Covid-19 has laid bare the limits of disciplinary knowledge and specialization when it comes to teaching the whole student and student success. And that is OK.
Faculty members are the experts in their disciplines, but they do not have a monopoly of knowledge around pedagogy, programming, student success, inclusivity, equity, accessibility, among other things. We shouldn’t expect already overtaxed faculty members to be experts in everything and anything. In fact, the intense pressure that many of them are feeling lately is largely because of structures and traditions that discourage professors from collaborating with staff members who are experts in those areas.
Academe is structured to discourage faculty-staff collaborations — and even to discourage collaborations between different units of staff members. I could cite many examples, but here is a key one: On most campuses, there are no rewards for faculty-staff collaborations on either side.
But academe doesn’t just need more collaboration. It needs an overhaul of the entire governance system.

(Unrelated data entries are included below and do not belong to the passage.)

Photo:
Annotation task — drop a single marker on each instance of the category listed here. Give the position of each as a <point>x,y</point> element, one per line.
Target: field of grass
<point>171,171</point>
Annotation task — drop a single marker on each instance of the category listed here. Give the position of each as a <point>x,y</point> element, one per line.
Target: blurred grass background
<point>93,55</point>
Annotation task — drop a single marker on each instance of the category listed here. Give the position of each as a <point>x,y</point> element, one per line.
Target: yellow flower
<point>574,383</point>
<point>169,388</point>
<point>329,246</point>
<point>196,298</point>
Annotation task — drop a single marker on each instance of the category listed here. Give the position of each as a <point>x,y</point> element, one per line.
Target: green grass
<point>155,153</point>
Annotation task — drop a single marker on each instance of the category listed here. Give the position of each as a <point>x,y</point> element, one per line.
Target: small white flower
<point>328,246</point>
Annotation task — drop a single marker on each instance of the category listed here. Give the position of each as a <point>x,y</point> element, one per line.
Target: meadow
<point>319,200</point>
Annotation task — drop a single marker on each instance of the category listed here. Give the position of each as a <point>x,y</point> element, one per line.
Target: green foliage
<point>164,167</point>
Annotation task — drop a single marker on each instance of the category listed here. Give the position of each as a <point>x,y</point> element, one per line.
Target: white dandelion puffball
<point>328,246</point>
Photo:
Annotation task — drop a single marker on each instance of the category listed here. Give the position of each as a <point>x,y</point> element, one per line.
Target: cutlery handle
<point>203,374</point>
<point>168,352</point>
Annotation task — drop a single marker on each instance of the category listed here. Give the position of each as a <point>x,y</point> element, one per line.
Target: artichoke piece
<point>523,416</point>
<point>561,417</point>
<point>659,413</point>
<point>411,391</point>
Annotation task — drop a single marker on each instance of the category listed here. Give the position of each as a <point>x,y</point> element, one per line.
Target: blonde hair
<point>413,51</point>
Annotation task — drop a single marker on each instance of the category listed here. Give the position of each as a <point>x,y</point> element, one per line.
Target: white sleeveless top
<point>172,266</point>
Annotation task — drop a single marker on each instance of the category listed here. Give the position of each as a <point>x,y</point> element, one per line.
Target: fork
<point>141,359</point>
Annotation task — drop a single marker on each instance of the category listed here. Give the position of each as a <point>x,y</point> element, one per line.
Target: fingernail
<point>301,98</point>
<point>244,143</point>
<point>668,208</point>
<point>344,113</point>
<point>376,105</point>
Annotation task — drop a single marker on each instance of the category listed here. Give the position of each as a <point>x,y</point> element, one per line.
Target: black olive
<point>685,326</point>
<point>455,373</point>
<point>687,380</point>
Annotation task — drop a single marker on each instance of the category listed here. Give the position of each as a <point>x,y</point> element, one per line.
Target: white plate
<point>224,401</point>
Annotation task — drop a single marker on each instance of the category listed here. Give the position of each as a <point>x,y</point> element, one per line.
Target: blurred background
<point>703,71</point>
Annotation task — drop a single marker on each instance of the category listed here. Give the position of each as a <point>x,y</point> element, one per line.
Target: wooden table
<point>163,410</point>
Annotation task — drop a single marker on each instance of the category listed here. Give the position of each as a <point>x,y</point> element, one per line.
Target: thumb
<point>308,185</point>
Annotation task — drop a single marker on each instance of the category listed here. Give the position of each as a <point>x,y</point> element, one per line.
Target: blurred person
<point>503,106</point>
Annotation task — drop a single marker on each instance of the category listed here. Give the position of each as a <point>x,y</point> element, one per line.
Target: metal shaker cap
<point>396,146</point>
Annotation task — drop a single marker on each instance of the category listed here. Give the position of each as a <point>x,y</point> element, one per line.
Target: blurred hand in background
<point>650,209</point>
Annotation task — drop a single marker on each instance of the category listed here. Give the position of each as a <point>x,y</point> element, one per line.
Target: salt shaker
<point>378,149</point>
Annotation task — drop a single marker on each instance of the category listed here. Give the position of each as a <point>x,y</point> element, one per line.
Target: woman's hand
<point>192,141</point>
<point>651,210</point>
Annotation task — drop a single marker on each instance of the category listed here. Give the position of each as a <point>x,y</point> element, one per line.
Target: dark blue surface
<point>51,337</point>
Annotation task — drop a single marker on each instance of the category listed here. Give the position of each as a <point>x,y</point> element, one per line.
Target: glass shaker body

We need permanent structures — not more ad-hoc committees — that meaningfully integrate representatives from across the campus to propose solutions to an array of campus challenges.
We, as staff, are not “part of the problem.” If anything, given the chance, we can be a powerful part of the solution. With college campuses selling themselves as an entire “experience,” not just a set of courses, it’s high time for those of us responsible for that campus experience to be included in the larger conversation. The future of our institutions depends on it.
Lee Skallerup Bessette is a learning-design specialist at Georgetown University and an affiliated faculty member in the master’s program in learning, design, and technology.